Army paratrooper Robert Reyes took his last jump with the 82nd Airborne in 2018. Five months later, the former accountant turned lieutenant landed on the Haas campus as a full-time MBA student, diving deep into corporate finance.
It was a well thought out transition.
Robert, the son of immigrants from central Mexico, graduated from high school in northern Virginia. No one in his family had attended college before him, so he put off thoughts of college for a while. Instead he sold cars to support himself. He also pursued music, focusing on reggaeton – a blend of hip-hop and Jamaican dance-hall music – even opening for Grammy winning artist Pitbull.
Six months after graduating high school, a friend asked Robert to keep him company while signing up for classes at Northern Virginia Community College. There, his focus turned toward higher education and he didn’t look back. Later, he transferred to Virginia’s George Mason University, graduated with a degree in accounting, and ultimately landed a full-time position with a Big 4 accounting firm.
“My family was blue-collar,” says Robert. “My father was a brick mason and my mother a homemaker. So, I was happy to be invited into a white-collar profession. But I felt stuck in a cubicle without a clear roadmap toward my future.”
He was conducting an audit of a Federal Agency, when he met a colonel who’d been a paratrooper. “The stories about the things the colonel had done were inspiring. At the age of 25, I was craving excitement and was hungry for leadership. Accounting wasn’t giving me those avenues.”
And there was a third reason to join the Army.
Robert’s parents emigrated from Mexico to give their children the opportunity to excel in ways that weren’t possible back home. “I saw the poverty that my father had escaped, and it was clear to me that I was in a privileged position having been born in this country. So, it was with deep appreciation that I wanted to give back.”
It took three months of intense workouts to get into shape for bootcamp “and in a few months I was being screamed at by drill sergeants," he says. Assigned to the famed 82nd Airborne Division, Robert found the excitement he craved jumping out of planes and helicopters.
“I loved it,” he says. “It’s a little bit of panic before you jump. If you’re not scared, then something’s wrong with you because it’s not normal to jump out of a plane. It’s fear at first, then, once you jump, it’s exhilaration. There’s nothing but the sky and one minute of pure peace.”
Robert says in the Army he learned to be resilient mentally and physically. “And not just to trust,” he says, “but to know that you have to trust other people because you have a mission to deliver and you can’t do it by yourself.”
Excitement aside, Robert knew that he was not destined for a 20-year Army career.
“Accounting and the Army are two very different sides of a spectrum,” he says. “I wondered: how do I connect those two dots? I felt an MBA was the best way to amalgamate those two experiences.”

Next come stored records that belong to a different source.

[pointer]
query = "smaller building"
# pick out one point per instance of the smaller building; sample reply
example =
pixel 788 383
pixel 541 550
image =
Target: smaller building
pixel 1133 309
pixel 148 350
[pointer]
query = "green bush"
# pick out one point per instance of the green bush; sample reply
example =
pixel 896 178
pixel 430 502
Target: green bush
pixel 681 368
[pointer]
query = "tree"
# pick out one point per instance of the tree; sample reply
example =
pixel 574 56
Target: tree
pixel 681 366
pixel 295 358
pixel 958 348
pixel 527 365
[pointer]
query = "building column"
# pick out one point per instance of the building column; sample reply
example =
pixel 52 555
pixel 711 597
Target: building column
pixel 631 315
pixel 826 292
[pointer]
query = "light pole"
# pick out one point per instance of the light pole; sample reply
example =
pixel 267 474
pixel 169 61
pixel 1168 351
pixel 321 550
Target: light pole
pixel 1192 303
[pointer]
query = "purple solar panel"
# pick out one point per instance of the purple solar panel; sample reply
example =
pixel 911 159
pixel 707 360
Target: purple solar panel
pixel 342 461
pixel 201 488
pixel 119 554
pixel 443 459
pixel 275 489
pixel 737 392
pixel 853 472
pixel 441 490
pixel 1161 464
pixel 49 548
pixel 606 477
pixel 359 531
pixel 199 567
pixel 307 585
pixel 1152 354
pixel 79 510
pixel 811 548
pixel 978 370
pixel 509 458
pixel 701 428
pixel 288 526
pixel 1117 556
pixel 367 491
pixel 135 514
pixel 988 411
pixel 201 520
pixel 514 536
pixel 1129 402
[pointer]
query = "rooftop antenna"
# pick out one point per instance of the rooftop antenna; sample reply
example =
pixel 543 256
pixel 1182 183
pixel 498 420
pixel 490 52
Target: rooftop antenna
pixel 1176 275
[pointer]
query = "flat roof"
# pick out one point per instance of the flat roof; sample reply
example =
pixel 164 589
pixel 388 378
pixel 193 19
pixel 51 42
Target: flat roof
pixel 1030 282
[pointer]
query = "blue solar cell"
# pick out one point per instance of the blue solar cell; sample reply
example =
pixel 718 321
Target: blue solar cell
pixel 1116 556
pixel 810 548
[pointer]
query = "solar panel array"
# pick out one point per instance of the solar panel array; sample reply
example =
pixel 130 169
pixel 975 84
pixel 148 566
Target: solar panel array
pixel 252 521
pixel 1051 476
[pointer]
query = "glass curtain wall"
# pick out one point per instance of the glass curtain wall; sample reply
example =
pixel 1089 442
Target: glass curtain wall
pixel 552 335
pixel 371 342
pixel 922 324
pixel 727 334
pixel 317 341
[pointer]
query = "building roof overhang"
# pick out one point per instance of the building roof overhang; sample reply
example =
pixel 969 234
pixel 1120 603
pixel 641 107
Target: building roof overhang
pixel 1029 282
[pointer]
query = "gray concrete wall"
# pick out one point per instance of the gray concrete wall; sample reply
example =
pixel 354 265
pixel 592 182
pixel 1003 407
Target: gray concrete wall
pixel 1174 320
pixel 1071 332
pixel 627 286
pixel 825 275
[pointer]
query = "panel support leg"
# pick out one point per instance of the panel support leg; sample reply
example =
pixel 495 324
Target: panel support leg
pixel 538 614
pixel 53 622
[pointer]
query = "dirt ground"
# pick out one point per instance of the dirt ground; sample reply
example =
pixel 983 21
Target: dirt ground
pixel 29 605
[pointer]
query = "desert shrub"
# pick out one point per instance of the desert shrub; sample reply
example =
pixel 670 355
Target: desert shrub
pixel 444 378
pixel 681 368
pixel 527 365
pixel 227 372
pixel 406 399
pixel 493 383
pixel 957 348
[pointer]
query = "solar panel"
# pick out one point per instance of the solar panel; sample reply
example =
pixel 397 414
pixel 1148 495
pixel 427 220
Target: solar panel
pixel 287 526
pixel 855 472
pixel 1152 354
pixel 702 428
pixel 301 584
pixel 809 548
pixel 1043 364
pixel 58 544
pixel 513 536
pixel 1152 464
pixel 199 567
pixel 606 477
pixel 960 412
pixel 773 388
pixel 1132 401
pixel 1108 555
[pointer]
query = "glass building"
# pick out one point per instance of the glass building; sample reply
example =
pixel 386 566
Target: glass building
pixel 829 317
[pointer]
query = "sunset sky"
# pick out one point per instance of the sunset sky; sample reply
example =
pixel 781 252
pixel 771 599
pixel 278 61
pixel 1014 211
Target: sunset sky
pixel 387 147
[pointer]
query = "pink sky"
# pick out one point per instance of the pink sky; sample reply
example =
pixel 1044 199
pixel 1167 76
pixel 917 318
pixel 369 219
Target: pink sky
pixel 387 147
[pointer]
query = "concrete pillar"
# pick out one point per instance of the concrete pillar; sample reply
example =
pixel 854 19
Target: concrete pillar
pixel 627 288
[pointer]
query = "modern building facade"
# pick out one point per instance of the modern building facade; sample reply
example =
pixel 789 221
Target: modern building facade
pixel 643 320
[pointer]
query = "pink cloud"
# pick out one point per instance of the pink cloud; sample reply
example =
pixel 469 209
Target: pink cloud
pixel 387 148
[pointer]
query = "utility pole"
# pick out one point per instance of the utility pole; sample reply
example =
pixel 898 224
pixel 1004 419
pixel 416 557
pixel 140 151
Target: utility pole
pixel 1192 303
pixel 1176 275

Of all the schools Robert looked at, Haas stood out as a place where the students were the warmest. “They were the most inviting, the most willing to provide a plethora of information over phone calls that lasted much longer than the ones at other schools,” he says. “That had the biggest impact. It felt like an environment where I could let my guard down for the first time. And that brought Haas to the top.”
It wasn’t an easy first year. In his second week at Haas he got a midnight call telling him that one of his best friends, a brother in arms, in the Army had been killed in Afghanistan. A few weeks later, he learned his mother had been diagnosed with terminal cancer and ultimately had 6-months to live.
“It was a tough year,” says Robert. “But resilience helped me stay the course.”
And he’s passing a bit of that on as a mentor involved in Haas’ LIFT program, which he helped revive this year. Standing for leadership, inclusion, future opportunities and thrive, LIFT pairs undergraduate students of color with MBA program mentors.
“We’re there to support them academically and professionally,” says Robert. “Most importantly, we’re there to listen and provide empathy from someone who knows what they are going through. That and sharing our experiences of the real world – our mistakes and our successes. We like to say we’ll demonstrate that they can be what they can see.”
Robert, whose goal is to be a management consultant, says the most influential course he has taken so far has been “Lead Com,” or Leadership Communications.
“That’s where I learned to leverage my experiences and tap into vulnerability,” he says. “The military can be an anti-vulnerability environment. At times it can be transactional; you have a point to get across for the betterment of the mission. Coming here helped me understand who I am as a person. It’s one thing to know your story; it’s another thing to own it. My parents came here undocumented, eventually gaining their U.S. citizenship, and I’m here now – living their dream. This is my story.”